Glancing back, he saw that his followers had vanished into the darkness. Probably, he judged, now at their horses. Waiting with fast, shallow breaths drawn into suddenly tight lungs. Starting at soft noises, gripping their reins and weapons in sweat-layered hands.

Redmask made a soft grunting sound and the dray, lying on its belly, edged closer. He settled a hand on its thick-furred neck, briefly, then drew it away. Together, the two set out, side by side, both low to the ground, towards the rodara herd.

Abasard walked slowly along the edge of the sleeping herd to keep himself alert. His two favoured dogs trotted in his wake. Born and raised as an Indebted in Drene, the sixteen-year-old had not imagined a world such as this-the vast sky, sprawling darkness and countless stars at night, enormous and depthless at day; the way the land itself reached out impossible distances, until at times he could swear he saw a curvature to the world, as if it existed like an island in the sea of the Abyss. And so much life, in the grasses, in the sky. In the spring tiny flowers erupted from every hillside, with berries ripening in the valleys. All his life, until his family had accompanied the Factor’s foreman, he had lived with his father and mother, his brothers and sisters, with his grandmother and two aunts-all crowded into a house little more than a shack, facing onto a rubbish-filled alley that stank of urine. The menagerie of his youth was made up of rats, blue-eyed mice, meers, cockroaches, scorpions and silverworms.

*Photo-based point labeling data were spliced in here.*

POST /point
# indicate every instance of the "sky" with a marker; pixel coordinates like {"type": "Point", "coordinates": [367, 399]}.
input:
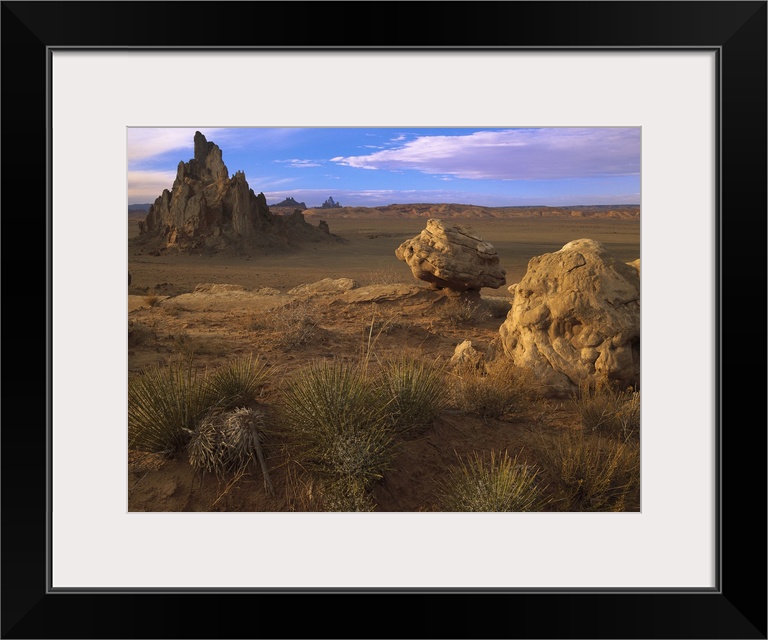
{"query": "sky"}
{"type": "Point", "coordinates": [369, 167]}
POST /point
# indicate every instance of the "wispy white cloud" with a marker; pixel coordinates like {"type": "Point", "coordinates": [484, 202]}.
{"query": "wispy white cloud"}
{"type": "Point", "coordinates": [516, 154]}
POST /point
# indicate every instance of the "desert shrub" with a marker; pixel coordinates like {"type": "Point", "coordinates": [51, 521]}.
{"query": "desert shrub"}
{"type": "Point", "coordinates": [594, 473]}
{"type": "Point", "coordinates": [457, 311]}
{"type": "Point", "coordinates": [607, 409]}
{"type": "Point", "coordinates": [165, 403]}
{"type": "Point", "coordinates": [495, 390]}
{"type": "Point", "coordinates": [337, 424]}
{"type": "Point", "coordinates": [500, 483]}
{"type": "Point", "coordinates": [238, 382]}
{"type": "Point", "coordinates": [414, 390]}
{"type": "Point", "coordinates": [225, 443]}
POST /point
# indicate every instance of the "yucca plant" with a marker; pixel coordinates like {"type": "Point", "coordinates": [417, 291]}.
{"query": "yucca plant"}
{"type": "Point", "coordinates": [225, 443]}
{"type": "Point", "coordinates": [500, 483]}
{"type": "Point", "coordinates": [337, 424]}
{"type": "Point", "coordinates": [237, 382]}
{"type": "Point", "coordinates": [594, 473]}
{"type": "Point", "coordinates": [165, 403]}
{"type": "Point", "coordinates": [414, 390]}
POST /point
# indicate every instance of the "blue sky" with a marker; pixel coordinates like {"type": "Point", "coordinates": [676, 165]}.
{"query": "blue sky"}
{"type": "Point", "coordinates": [379, 166]}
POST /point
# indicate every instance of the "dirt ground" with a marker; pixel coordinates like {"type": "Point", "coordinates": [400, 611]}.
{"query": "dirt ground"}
{"type": "Point", "coordinates": [389, 313]}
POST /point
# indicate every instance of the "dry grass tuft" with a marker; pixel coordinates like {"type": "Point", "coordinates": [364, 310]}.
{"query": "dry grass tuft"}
{"type": "Point", "coordinates": [239, 382]}
{"type": "Point", "coordinates": [608, 410]}
{"type": "Point", "coordinates": [165, 404]}
{"type": "Point", "coordinates": [414, 391]}
{"type": "Point", "coordinates": [337, 426]}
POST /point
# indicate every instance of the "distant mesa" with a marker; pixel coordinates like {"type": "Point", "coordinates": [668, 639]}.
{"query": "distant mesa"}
{"type": "Point", "coordinates": [289, 202]}
{"type": "Point", "coordinates": [330, 203]}
{"type": "Point", "coordinates": [207, 211]}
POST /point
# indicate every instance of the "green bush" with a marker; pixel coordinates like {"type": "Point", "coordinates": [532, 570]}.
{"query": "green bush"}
{"type": "Point", "coordinates": [594, 473]}
{"type": "Point", "coordinates": [499, 484]}
{"type": "Point", "coordinates": [165, 404]}
{"type": "Point", "coordinates": [337, 425]}
{"type": "Point", "coordinates": [414, 391]}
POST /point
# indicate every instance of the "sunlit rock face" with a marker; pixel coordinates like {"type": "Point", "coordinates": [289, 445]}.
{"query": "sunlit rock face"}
{"type": "Point", "coordinates": [451, 256]}
{"type": "Point", "coordinates": [575, 317]}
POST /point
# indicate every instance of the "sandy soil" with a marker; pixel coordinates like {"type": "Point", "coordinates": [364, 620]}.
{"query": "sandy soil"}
{"type": "Point", "coordinates": [167, 318]}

But here, in this extraordinary place, he had discovered a new life. Winds that did not stink with rot and waste. And there was room, so much room. He had witnessed with his own eyes a return to health among the members of his family-his frail little sister now wiry and sun-darkened, ever grinning; his grandmother, whose cough had virtually vanished; his father, who stood taller now, no longer hunched beneath low-ceilinged shacks and worksheds. Only yesterday, Abasard had heard him laugh, for the very first time.

Perhaps, the youth dared believe, once the land was broken and crops were planted, there would be the chance to work their way free of debt. Suddenly, all things seemed possible.

His two dogs loped past him, vanished in the gloom ahead. A not unusual occurrence. They liked to chase jackrabbits, or low-flying rhinazan. He heard a brief commotion in the grasses just beyond a slight rise. Abasard adjusted his grip on the staff he carried, increased his pace-if the dogs had trapped and killed a jackrabbit, there would be extra meat in the stew tomorrow.

Reaching the rise, he paused, searched the darkness below for his dogs. They were nowhere to be seen. Abasard downed, then let out a low whistle, expecting at any moment to hear them trot back to him. Yet only silence answered his summons. Confused, he slowly dropped into a crouch.

Ahead and to his right, a few hundred rodara shifted-awake and restless now.